These docs are for Cribl Stream 4.3 and are no longer actively maintained.
See the latest version (4.14).
Prometheus Scraper
Cribl Stream supports receiving batched data from Prometheus targets. This is a pull Source; to ingest Prometheus streaming data, see Prometheus Remote Write.
Type: Pull | TLS Support: No | Event Breaker Support: No
This Source assumes that incoming data is snappy-compressed. It does not currently support Prometheus metadata.
Configuring Cribl Stream to Scrape Prometheus Data
As of version 4.2, we’ve removed this Source from Cribl Edge. Please use the Edge-specific Prometheus Edge Scraper Source instead.
From the top nav, click Manage, then select a Worker Group to configure. Next, you have two options:
To configure via the graphical QuickConnect UI, click Routing > QuickConnect (Stream) or Collect (Edge). Next, click Add Source at left. From the resulting drawer’s tiles, select [Pull > ] Prometheus > Scraper. Next, click either Add Source or (if displayed) Select Existing. The resulting drawer will provide the options below.

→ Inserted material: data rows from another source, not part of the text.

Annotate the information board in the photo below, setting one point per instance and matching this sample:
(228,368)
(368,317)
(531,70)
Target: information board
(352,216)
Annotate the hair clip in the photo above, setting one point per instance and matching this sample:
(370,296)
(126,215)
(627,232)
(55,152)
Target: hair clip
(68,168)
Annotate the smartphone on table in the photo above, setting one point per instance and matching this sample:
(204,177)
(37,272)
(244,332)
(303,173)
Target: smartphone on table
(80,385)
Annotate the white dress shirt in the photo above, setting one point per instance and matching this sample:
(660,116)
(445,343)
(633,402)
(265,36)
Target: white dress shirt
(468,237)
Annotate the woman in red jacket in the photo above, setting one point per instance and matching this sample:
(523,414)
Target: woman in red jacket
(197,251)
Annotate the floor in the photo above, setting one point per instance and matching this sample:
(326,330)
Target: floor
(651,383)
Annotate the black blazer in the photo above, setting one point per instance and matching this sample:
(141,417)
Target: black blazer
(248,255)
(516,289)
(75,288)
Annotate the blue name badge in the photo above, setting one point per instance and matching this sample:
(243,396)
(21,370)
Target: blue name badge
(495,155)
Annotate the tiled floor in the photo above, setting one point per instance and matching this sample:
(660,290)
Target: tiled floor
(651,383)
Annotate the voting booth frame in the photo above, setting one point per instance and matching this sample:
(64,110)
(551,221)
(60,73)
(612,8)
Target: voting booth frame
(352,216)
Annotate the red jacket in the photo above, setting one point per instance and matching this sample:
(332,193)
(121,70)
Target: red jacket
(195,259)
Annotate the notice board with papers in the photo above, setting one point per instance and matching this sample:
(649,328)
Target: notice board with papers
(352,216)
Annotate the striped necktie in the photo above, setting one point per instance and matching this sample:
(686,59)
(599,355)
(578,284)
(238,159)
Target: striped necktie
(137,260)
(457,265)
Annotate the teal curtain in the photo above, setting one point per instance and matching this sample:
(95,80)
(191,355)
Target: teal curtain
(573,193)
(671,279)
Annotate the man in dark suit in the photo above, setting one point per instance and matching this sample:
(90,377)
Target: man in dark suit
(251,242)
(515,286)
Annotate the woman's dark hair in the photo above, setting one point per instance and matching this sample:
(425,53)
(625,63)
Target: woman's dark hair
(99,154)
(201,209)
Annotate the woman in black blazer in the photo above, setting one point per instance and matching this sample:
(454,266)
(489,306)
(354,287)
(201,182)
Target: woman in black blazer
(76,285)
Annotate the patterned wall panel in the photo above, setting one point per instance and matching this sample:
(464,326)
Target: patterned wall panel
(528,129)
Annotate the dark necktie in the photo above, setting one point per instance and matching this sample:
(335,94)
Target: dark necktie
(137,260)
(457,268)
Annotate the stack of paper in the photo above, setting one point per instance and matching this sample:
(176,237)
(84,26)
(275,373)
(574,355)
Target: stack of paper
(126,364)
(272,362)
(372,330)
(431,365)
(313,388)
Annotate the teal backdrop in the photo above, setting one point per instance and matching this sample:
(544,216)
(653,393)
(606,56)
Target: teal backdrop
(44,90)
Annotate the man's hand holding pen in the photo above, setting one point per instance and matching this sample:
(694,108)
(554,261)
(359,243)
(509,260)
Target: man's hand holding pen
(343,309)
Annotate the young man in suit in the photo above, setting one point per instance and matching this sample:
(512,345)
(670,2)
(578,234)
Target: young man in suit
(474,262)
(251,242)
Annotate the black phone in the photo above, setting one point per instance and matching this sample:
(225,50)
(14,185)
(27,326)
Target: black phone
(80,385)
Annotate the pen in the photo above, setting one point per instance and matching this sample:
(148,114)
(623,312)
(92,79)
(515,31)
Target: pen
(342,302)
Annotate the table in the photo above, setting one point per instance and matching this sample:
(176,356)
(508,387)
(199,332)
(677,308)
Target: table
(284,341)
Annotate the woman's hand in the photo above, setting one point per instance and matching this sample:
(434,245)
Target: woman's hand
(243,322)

Or, to configure via the Routing UI, click Data > Sources (Stream) or More > Sources (Edge). From the resulting page’s tiles or left nav, select [Pull > ] Prometheus > Scraper. Next, click New Source to open a New Source modal that provides the options below.
General Settings
Additional fields appear in this section depending on what discovery type you select.
Input ID: Enter a unique name to identify this Source definition.
Discovery type: Use this drop-down to select a discovery mechanism for targets. See Discovery Type below for the options.
Some Discovery type options replace the Targets field with additional controls below the Poll interval and Log level fields – while also adding an Assume Role and/or Target Discovery left tab to the modal.
Poll  interval: Specify how often (in minutes) to scrape targets for metrics. Defaults to 15. This value must be an integer that divides evenly into 60.
Log level: Set the verbosity level to one of debug, info (the default), warn, or error.
Discovery Type
Use this drop-down to select a discovery mechanism for targets. To manually enter a targets list, use Static (the default). To enable dynamic discovery of endpoints to scrape, select DNS or AWS EC2. Each selection exposes different controls and/or tabs, listed below.
Static Discovery
The Static option adds a General Settings > Targets field, in which you enter a list of specific Prometheus targets from which to pull metrics.
Values can be in URL or host[:port] format, e.g.: http://localhost:9090/metrics, localhost:9090, or localhost. If you specify only host[:port], the endpoint will resolve to: http://host[:port]/metrics. For further options, see Target Discovery for DNS.
DNS Discovery
The DNS option adds a Target Discovery tab to the modal, and adds two extra fields to its General Settings tab:
- DNS names: Enter a list of DNS names to resolve.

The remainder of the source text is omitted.